10000 loops, best of 3: 59.4 µs per loop
10000 loops, best of 3: 153 µs per loop
10000 loops, best of 3: 192 µs per loop
1000 loops, best of 3: 207 µs per loop
10000 loops, best of 3: 68.5 µs per loop
--------
10000 loops, best of 3: 102 µs per loop
1000 loops, best of 3: 406 µs per loop
10000 loops, best of 3: 192 µs per loop
1000 loops, best of 3: 207 µs per loop
10000 loops, best of 3: 68.4 µs per loop
--------
10000 loops, best of 3: 102 µs per loop
1000 loops, best of 3: 408 µs per loop
10000 loops, best of 3: 192 µs per loop
1000 loops, best of 3: 208 µs per loop
10000 loops, best of 3: 68.4 µs per loop
--------
10000 loops, best of 3: 102 µs per loop
10000 loops, best of 3: 126 µs per loop
10000 loops, best of 3: 192 µs per loop
1000 loops, best of 3: 206 µs per loop
10000 loops, best of 3: 68.6 µs per loop
--------
0.29.0

As you can see, for some unlucky cases, the current implementation is 8x slower than nanmin_demo. About half of this speedup comes from using x.flat instead of nd.iter. I'm actually not sure, if there are some good reasons to use nd.iter instead of x.flat? If so, I'd be curious to learn, cause it would also affect a bunch of code that I wrote for numpy_groupies.

The other major speedup seems to be some unlucky branching being done when if is fed with more than a simple nan-check or comparison. The jitted code seems to suffer much more from adding compound if-statements than ordinary C code. Any ideas why that is?
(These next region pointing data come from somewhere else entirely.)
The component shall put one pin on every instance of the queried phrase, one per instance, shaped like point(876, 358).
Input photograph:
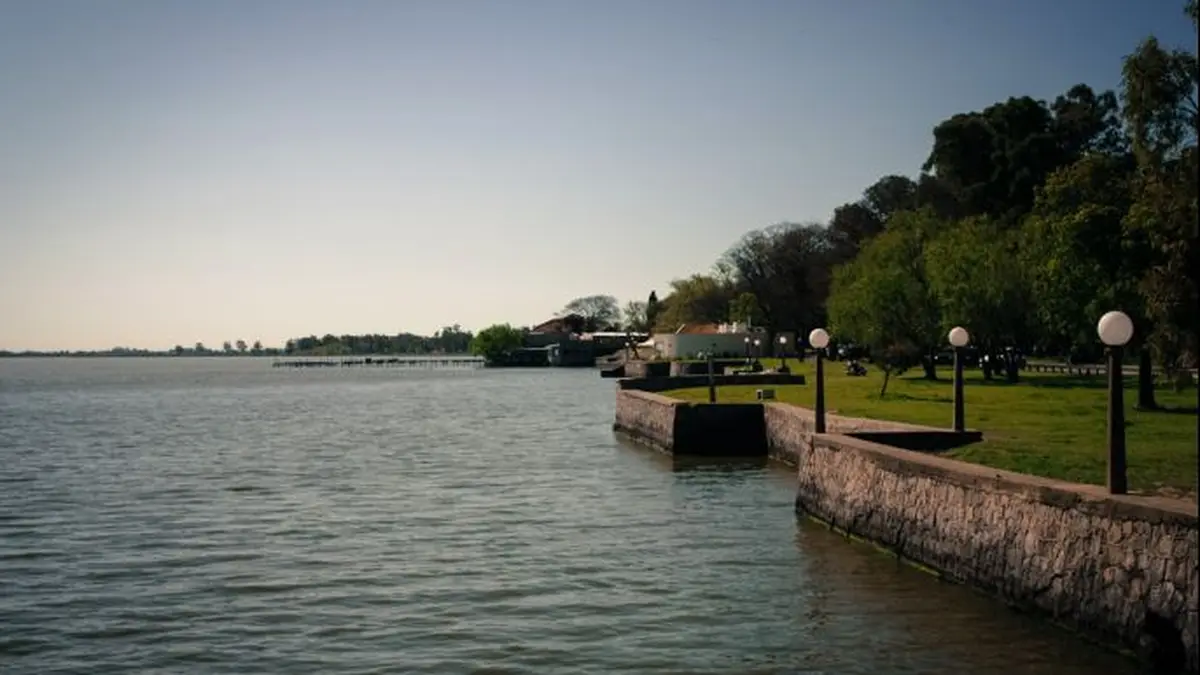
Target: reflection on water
point(219, 515)
point(964, 628)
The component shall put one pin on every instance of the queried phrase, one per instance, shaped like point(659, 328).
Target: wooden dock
point(382, 362)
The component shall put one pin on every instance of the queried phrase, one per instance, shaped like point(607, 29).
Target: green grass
point(1049, 425)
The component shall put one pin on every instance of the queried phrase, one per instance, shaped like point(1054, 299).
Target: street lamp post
point(1115, 330)
point(959, 339)
point(820, 340)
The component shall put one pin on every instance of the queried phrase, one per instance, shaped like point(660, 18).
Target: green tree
point(744, 309)
point(701, 298)
point(1077, 254)
point(635, 316)
point(496, 341)
point(787, 268)
point(599, 312)
point(652, 310)
point(977, 280)
point(883, 302)
point(1159, 94)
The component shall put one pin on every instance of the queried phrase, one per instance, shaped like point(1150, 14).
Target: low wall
point(685, 381)
point(790, 426)
point(691, 429)
point(1122, 569)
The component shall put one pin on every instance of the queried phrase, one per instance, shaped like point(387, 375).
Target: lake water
point(220, 515)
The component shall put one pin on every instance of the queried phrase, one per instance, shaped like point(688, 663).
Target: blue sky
point(173, 172)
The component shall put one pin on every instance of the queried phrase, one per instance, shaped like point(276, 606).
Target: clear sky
point(213, 169)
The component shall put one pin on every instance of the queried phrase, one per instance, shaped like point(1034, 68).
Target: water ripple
point(211, 515)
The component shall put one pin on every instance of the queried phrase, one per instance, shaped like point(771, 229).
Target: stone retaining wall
point(1122, 569)
point(685, 381)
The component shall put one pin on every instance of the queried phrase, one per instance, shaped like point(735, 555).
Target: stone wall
point(1120, 568)
point(789, 428)
point(683, 381)
point(1123, 569)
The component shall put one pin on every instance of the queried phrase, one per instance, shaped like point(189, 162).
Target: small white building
point(691, 340)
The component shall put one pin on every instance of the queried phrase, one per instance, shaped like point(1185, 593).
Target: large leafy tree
point(1075, 252)
point(700, 298)
point(994, 160)
point(635, 316)
point(976, 279)
point(883, 300)
point(1158, 90)
point(599, 312)
point(787, 268)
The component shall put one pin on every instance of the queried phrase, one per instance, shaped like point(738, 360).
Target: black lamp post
point(820, 339)
point(959, 339)
point(1115, 330)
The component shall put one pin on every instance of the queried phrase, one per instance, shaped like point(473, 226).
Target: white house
point(690, 340)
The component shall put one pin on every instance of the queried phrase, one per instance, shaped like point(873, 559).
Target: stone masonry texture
point(1122, 569)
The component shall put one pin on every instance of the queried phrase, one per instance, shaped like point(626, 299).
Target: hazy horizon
point(175, 172)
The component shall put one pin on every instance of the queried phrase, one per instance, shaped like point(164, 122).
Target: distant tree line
point(449, 340)
point(1027, 221)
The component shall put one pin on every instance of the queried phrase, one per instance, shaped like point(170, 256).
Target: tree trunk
point(1145, 381)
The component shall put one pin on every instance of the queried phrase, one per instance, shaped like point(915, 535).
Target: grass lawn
point(1049, 425)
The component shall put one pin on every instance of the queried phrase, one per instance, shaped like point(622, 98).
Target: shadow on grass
point(1170, 410)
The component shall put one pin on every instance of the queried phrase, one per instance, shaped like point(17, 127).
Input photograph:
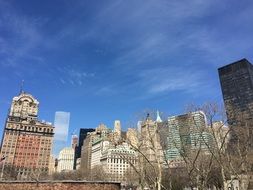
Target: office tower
point(86, 152)
point(66, 159)
point(187, 133)
point(61, 124)
point(158, 118)
point(116, 161)
point(221, 133)
point(150, 140)
point(132, 137)
point(98, 146)
point(26, 142)
point(74, 141)
point(82, 136)
point(236, 81)
point(117, 127)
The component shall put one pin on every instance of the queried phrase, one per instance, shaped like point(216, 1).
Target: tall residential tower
point(26, 142)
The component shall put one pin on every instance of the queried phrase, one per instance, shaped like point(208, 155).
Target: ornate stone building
point(26, 142)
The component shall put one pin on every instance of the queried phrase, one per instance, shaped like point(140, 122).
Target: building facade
point(61, 124)
point(150, 140)
point(82, 136)
point(236, 81)
point(66, 159)
point(187, 133)
point(27, 142)
point(118, 160)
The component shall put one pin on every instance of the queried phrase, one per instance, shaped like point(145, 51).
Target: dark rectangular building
point(237, 88)
point(82, 135)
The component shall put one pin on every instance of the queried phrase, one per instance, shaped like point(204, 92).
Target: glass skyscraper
point(61, 124)
point(237, 88)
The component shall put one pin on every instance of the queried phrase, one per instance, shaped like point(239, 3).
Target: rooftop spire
point(158, 118)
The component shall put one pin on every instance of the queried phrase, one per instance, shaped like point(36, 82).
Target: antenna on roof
point(22, 86)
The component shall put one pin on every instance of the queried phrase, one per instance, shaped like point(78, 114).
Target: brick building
point(26, 142)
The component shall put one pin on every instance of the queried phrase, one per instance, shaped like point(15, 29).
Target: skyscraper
point(186, 133)
point(237, 88)
point(74, 141)
point(82, 135)
point(26, 142)
point(61, 123)
point(66, 159)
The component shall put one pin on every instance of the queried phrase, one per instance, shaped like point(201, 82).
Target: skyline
point(103, 61)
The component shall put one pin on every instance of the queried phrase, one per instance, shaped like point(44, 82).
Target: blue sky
point(111, 59)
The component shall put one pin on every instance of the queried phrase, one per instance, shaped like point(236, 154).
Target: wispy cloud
point(73, 76)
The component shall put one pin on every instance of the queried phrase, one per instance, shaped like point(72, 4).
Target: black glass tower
point(82, 135)
point(237, 88)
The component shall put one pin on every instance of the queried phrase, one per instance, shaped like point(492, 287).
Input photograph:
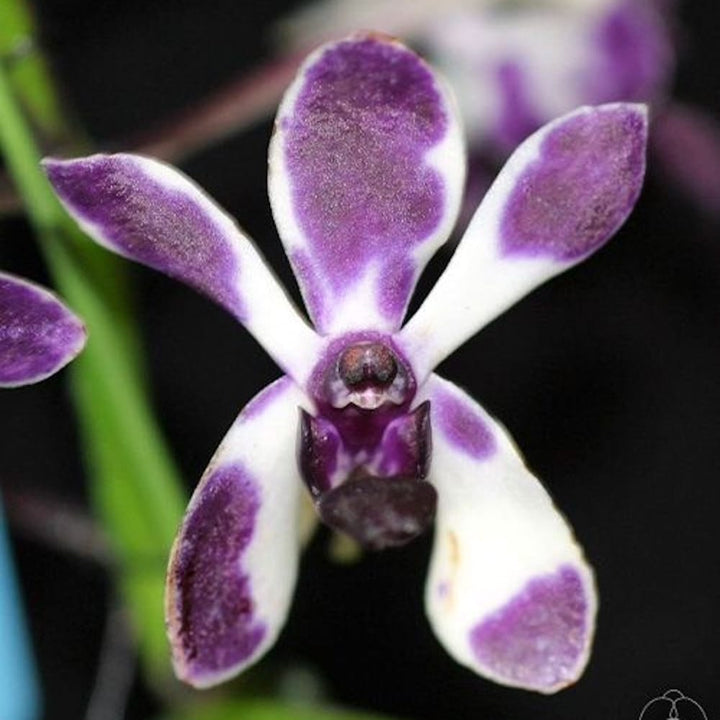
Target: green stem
point(134, 484)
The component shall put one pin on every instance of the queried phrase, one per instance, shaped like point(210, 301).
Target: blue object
point(19, 690)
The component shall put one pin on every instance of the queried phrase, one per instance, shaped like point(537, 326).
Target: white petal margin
point(152, 213)
point(509, 593)
point(233, 567)
point(562, 194)
point(366, 175)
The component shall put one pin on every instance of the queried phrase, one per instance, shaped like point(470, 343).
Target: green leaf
point(27, 69)
point(260, 709)
point(133, 482)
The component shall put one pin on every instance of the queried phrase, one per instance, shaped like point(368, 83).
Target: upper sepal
point(366, 173)
point(38, 334)
point(563, 193)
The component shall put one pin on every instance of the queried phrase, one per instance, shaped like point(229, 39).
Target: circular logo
point(672, 705)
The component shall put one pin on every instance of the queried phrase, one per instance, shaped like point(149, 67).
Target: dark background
point(608, 378)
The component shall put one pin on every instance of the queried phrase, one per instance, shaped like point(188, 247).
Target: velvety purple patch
point(540, 636)
point(517, 119)
point(461, 425)
point(580, 189)
point(151, 223)
point(368, 113)
point(213, 610)
point(38, 334)
point(318, 452)
point(379, 512)
point(635, 54)
point(406, 446)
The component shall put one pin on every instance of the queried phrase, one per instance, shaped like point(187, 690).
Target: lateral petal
point(509, 593)
point(150, 212)
point(366, 173)
point(38, 333)
point(233, 567)
point(559, 198)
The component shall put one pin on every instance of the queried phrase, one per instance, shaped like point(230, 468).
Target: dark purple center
point(379, 512)
point(367, 364)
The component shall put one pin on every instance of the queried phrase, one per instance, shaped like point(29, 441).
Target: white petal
point(150, 212)
point(234, 563)
point(509, 593)
point(367, 166)
point(560, 197)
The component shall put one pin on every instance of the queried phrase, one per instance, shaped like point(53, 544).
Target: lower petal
point(234, 563)
point(509, 592)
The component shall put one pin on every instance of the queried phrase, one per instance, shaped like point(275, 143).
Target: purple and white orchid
point(366, 177)
point(38, 334)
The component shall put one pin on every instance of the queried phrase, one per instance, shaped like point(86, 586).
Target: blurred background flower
point(608, 379)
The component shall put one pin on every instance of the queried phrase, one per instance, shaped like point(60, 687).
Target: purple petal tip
point(540, 639)
point(582, 185)
point(38, 334)
point(212, 620)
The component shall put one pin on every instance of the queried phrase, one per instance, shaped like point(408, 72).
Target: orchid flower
point(516, 65)
point(38, 334)
point(365, 180)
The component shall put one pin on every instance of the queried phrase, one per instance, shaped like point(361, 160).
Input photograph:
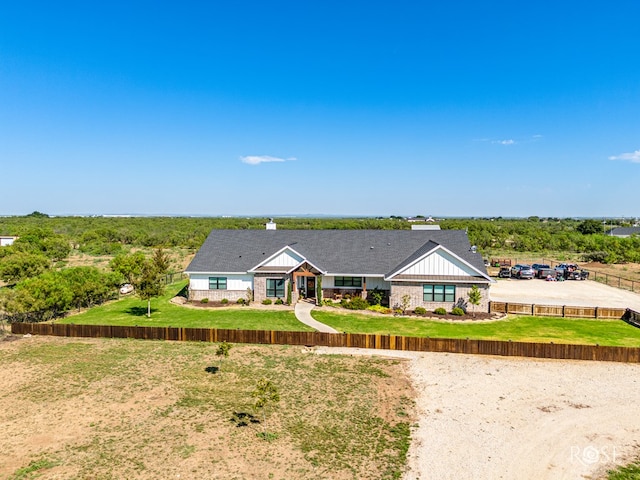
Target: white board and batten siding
point(200, 281)
point(439, 263)
point(286, 258)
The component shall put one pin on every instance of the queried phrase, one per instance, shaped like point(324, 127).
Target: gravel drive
point(583, 293)
point(486, 418)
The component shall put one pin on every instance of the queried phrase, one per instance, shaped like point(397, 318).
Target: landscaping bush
point(356, 303)
point(380, 309)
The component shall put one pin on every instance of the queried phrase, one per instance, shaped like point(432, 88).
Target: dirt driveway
point(486, 418)
point(585, 293)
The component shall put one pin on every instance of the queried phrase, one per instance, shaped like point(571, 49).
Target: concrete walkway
point(303, 313)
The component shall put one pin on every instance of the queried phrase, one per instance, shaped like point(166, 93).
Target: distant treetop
point(37, 214)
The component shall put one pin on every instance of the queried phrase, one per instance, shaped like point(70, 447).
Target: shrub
point(379, 309)
point(356, 303)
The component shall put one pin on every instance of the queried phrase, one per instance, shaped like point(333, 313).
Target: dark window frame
point(438, 293)
point(275, 290)
point(348, 282)
point(217, 283)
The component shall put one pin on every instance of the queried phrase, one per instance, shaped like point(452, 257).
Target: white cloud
point(629, 157)
point(505, 142)
point(258, 159)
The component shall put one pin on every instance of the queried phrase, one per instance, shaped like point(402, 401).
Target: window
point(439, 293)
point(348, 282)
point(217, 283)
point(275, 287)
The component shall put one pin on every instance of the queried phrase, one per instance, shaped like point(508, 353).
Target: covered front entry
point(304, 279)
point(310, 287)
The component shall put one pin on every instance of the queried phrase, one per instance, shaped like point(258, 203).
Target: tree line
point(114, 235)
point(39, 283)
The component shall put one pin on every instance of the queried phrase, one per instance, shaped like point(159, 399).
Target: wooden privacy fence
point(632, 318)
point(385, 342)
point(556, 310)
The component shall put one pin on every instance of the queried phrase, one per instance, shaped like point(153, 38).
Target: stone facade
point(217, 295)
point(415, 291)
point(260, 286)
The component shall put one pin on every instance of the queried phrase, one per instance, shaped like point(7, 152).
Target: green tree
point(406, 302)
point(265, 393)
point(475, 297)
point(129, 266)
point(589, 227)
point(149, 284)
point(22, 265)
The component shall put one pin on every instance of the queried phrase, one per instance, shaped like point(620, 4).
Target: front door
point(311, 287)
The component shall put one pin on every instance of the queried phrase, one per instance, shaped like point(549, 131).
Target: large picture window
point(348, 282)
point(217, 283)
point(275, 287)
point(439, 293)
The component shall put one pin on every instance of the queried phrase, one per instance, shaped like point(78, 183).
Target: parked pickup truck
point(544, 271)
point(571, 271)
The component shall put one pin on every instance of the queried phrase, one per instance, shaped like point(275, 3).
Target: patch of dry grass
point(90, 408)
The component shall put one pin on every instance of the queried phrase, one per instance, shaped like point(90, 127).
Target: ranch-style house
point(436, 268)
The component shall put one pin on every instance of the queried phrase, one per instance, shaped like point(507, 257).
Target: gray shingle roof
point(357, 252)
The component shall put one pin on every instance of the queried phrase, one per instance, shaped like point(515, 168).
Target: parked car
point(522, 271)
point(543, 271)
point(505, 272)
point(571, 271)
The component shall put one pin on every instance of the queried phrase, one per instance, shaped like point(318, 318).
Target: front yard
point(132, 311)
point(520, 328)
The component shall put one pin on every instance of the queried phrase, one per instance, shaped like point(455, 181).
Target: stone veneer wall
point(415, 291)
point(217, 295)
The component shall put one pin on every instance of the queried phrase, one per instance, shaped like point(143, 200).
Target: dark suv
point(522, 271)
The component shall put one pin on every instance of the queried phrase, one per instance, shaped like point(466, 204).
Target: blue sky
point(464, 108)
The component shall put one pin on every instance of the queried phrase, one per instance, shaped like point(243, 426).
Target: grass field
point(523, 329)
point(95, 408)
point(132, 311)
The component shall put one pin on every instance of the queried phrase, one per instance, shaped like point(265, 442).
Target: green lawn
point(523, 329)
point(132, 311)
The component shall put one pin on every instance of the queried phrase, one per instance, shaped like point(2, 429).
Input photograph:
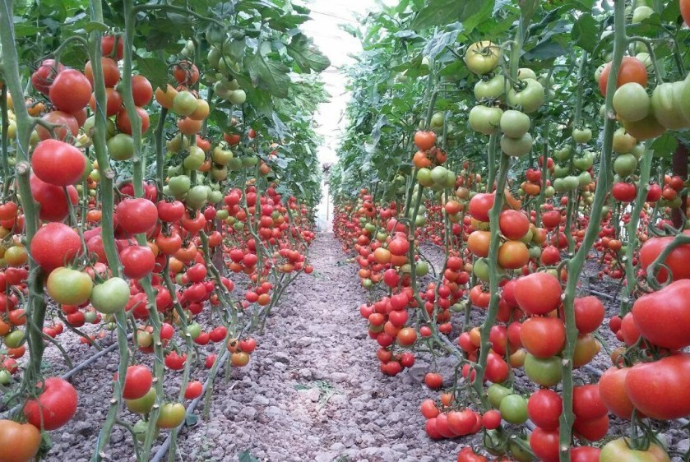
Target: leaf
point(671, 12)
point(585, 32)
point(546, 50)
point(156, 70)
point(306, 55)
point(267, 74)
point(440, 12)
point(665, 145)
point(245, 456)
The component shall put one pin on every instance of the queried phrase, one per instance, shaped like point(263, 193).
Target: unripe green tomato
point(238, 97)
point(5, 378)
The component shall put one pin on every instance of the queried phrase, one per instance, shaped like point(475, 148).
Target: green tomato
point(496, 393)
point(517, 147)
point(546, 372)
point(563, 153)
point(185, 103)
point(171, 415)
point(625, 165)
point(179, 184)
point(619, 450)
point(529, 98)
point(485, 119)
point(515, 124)
point(667, 105)
point(514, 409)
point(490, 89)
point(235, 164)
point(631, 102)
point(582, 135)
point(623, 143)
point(121, 147)
point(111, 296)
point(584, 162)
point(238, 97)
point(424, 177)
point(69, 287)
point(197, 197)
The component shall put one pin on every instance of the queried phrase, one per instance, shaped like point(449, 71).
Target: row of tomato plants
point(194, 249)
point(512, 259)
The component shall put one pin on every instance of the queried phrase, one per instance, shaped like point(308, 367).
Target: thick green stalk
point(35, 307)
point(577, 263)
point(138, 166)
point(106, 186)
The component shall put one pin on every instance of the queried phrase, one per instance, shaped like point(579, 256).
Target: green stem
point(576, 264)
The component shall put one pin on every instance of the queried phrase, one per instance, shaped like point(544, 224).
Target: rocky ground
point(312, 390)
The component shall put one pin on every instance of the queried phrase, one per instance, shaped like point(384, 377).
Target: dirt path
point(314, 391)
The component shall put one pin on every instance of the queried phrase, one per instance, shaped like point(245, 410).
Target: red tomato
point(545, 285)
point(137, 261)
point(543, 337)
point(544, 409)
point(70, 91)
point(52, 199)
point(138, 382)
point(55, 406)
point(631, 70)
point(480, 206)
point(136, 216)
point(55, 245)
point(659, 389)
point(58, 163)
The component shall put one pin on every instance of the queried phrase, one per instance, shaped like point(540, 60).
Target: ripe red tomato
point(659, 389)
point(66, 125)
point(676, 260)
point(544, 409)
point(137, 261)
point(70, 91)
point(108, 44)
point(58, 163)
point(137, 215)
point(55, 406)
point(52, 199)
point(193, 390)
point(480, 206)
point(425, 140)
point(125, 125)
point(513, 224)
point(545, 285)
point(587, 402)
point(662, 316)
point(138, 381)
point(43, 77)
point(54, 245)
point(142, 91)
point(544, 444)
point(631, 70)
point(543, 337)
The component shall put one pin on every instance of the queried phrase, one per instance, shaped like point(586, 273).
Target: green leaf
point(156, 70)
point(245, 456)
point(440, 12)
point(585, 32)
point(306, 55)
point(268, 75)
point(665, 145)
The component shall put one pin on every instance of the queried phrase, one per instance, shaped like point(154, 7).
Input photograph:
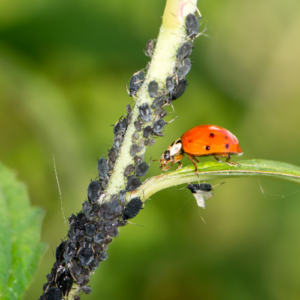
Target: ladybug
point(203, 140)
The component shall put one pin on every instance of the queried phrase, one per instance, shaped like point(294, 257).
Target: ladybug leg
point(232, 163)
point(217, 158)
point(191, 158)
point(196, 159)
point(177, 159)
point(166, 168)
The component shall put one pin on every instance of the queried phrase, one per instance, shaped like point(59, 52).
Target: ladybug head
point(172, 151)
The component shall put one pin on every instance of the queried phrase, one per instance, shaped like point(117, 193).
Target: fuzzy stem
point(215, 170)
point(171, 36)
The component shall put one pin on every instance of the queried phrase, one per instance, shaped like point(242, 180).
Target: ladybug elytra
point(203, 140)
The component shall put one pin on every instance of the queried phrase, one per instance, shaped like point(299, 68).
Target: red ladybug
point(203, 140)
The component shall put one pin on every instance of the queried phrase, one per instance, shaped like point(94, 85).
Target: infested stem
point(215, 170)
point(171, 36)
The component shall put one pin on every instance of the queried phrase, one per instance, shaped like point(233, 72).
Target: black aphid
point(99, 238)
point(137, 159)
point(152, 88)
point(102, 168)
point(141, 169)
point(54, 294)
point(115, 207)
point(145, 112)
point(59, 251)
point(86, 254)
point(170, 85)
point(112, 154)
point(94, 191)
point(184, 50)
point(93, 266)
point(103, 256)
point(147, 131)
point(191, 25)
point(149, 48)
point(90, 230)
point(184, 68)
point(122, 195)
point(134, 149)
point(136, 82)
point(132, 208)
point(86, 206)
point(65, 282)
point(159, 102)
point(158, 126)
point(206, 187)
point(151, 142)
point(70, 251)
point(128, 170)
point(201, 192)
point(81, 219)
point(138, 125)
point(120, 127)
point(76, 268)
point(49, 277)
point(179, 89)
point(87, 290)
point(133, 184)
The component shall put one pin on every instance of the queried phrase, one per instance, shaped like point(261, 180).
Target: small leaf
point(20, 226)
point(215, 170)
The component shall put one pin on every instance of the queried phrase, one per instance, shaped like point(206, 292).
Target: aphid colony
point(90, 233)
point(95, 226)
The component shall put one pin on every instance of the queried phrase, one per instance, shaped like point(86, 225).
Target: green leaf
point(20, 226)
point(215, 170)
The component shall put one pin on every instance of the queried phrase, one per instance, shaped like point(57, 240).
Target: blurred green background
point(63, 68)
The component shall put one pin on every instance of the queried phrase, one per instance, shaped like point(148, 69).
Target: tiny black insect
point(158, 126)
point(170, 85)
point(94, 191)
point(136, 82)
point(138, 125)
point(134, 149)
point(54, 294)
point(133, 184)
point(65, 282)
point(102, 168)
point(152, 88)
point(149, 48)
point(202, 192)
point(120, 127)
point(141, 169)
point(184, 50)
point(184, 68)
point(128, 170)
point(145, 112)
point(191, 25)
point(132, 208)
point(90, 230)
point(159, 102)
point(179, 89)
point(86, 254)
point(147, 131)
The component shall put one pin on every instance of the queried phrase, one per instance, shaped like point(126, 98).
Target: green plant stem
point(171, 36)
point(215, 170)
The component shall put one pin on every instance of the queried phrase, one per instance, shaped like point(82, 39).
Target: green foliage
point(20, 226)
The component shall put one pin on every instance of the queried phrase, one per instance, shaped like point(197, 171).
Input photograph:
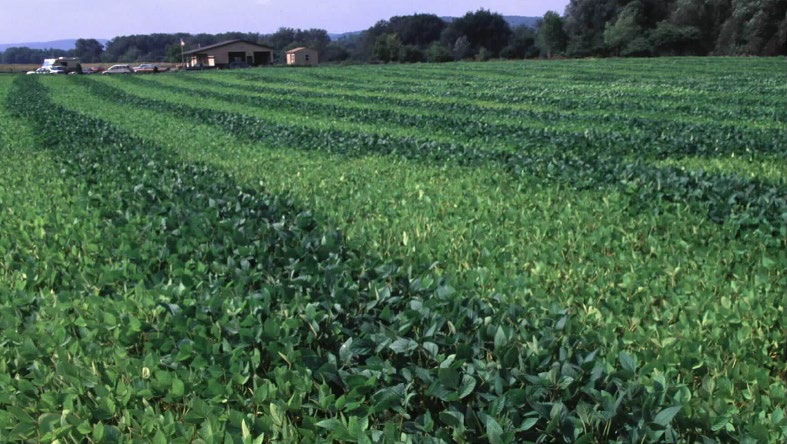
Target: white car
point(119, 69)
point(49, 70)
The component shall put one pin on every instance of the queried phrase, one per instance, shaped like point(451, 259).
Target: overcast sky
point(45, 20)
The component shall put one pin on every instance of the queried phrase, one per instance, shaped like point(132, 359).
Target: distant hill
point(54, 44)
point(513, 21)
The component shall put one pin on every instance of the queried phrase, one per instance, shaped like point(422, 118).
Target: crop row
point(225, 313)
point(704, 268)
point(502, 126)
point(581, 161)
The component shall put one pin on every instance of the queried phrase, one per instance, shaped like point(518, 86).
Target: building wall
point(303, 57)
point(221, 56)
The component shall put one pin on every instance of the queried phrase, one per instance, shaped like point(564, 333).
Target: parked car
point(119, 69)
point(149, 68)
point(238, 65)
point(49, 70)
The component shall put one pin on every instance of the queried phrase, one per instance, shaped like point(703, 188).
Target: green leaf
point(403, 345)
point(467, 386)
point(332, 425)
point(500, 339)
point(665, 416)
point(528, 424)
point(494, 432)
point(627, 362)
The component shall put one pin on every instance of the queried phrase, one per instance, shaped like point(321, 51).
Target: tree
point(462, 48)
point(585, 21)
point(551, 37)
point(624, 30)
point(417, 30)
point(88, 50)
point(387, 48)
point(671, 39)
point(482, 29)
point(438, 53)
point(521, 45)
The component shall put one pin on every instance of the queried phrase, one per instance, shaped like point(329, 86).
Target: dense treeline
point(587, 28)
point(675, 27)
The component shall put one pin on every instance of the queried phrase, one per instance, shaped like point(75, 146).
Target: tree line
point(587, 28)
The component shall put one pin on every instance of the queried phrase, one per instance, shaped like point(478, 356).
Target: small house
point(302, 57)
point(229, 54)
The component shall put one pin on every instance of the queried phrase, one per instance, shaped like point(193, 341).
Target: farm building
point(302, 57)
point(231, 52)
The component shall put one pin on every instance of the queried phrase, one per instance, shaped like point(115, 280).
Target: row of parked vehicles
point(72, 65)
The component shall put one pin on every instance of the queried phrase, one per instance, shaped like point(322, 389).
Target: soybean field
point(540, 251)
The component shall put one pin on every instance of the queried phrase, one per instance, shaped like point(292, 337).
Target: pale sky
point(46, 20)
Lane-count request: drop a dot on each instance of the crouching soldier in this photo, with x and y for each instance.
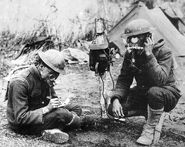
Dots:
(33, 106)
(152, 66)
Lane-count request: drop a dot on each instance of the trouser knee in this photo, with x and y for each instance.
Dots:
(154, 97)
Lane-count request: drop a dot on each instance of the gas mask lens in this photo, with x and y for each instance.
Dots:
(134, 40)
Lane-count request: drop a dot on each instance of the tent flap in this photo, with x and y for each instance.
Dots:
(163, 28)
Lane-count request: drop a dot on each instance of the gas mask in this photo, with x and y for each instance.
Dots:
(137, 43)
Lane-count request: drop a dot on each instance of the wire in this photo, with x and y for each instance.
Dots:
(103, 88)
(113, 86)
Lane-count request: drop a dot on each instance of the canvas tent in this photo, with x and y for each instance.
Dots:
(163, 28)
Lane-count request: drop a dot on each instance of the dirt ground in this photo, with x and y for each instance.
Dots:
(82, 86)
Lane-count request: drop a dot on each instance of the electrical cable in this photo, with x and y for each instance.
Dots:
(113, 86)
(103, 87)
If it should actually be valid, to use the flatiter for these cases, I'd go ahead and put some more optimizations together for a pull request.

gdementen commented 7 years ago

You might want to have a look at https://github.com/shoyer/numbagg

pitrou commented 7 years ago

Well, nanmin_impl() doesn't use the same algorithm as nanmin(), so you may be comparing apples to oranges here.